The sign must be in a large, 22-point font, must include a phone number to call to get the abortion procedure started, and must be in all of the languages commonly spoken in the surrounding area, which is as many as 13 languages in some counties of California. Non-medical pregnancy centers must also post a sign in 48-point font; they must also feature in all of their advertising, including their websites, a message that discourages inquirers and clients from seeking their services. Failure to comply with these compelled mandates carry massive fines and penalties that eventually would close the pro-life centers. That, of course, is a long-stated goal of the abortion industry.
Americans shouldn’t be forced by the government to promote messages that violate their conscience or with which they fundamentally disagree.
NIFLA, a national network of nearly 1,500 pro-life centers, has challenged the law on behalf of its more than 130 California members, through its attorneys with Alliance Defending Freedom.

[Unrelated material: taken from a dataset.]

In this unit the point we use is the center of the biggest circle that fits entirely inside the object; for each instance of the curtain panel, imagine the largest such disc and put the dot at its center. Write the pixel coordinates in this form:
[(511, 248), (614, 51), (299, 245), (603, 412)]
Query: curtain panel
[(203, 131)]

Americans shouldn’t be forced by the government to promote messages that violate their conscience or with which they fundamentally disagree. In this case, the state of California is using its power to force pro-life pregnancy centers to provide free advertising for abortion. It is using the walls of pro-life pregnancy centers as billboards to advertise abortions to the centers’ clients.
What if the government passed a law that forced the American Lung Association to promote cigarettes? What if the government mandated that Alcoholics Anonymous post a sign in their facilities advising their clients on the location of the closest liquor store? That wouldn’t be right, and neither is California’s law.
NIFLA has challenged this law on First Amendment free-speech grounds. Freedom of speech includes the freedom not to be compelled by the government to speak a message that violates one’s conscience. That’s the heart and soul of the First Amendment, and all Americans who value freedom should want the Supreme Court to affirm it.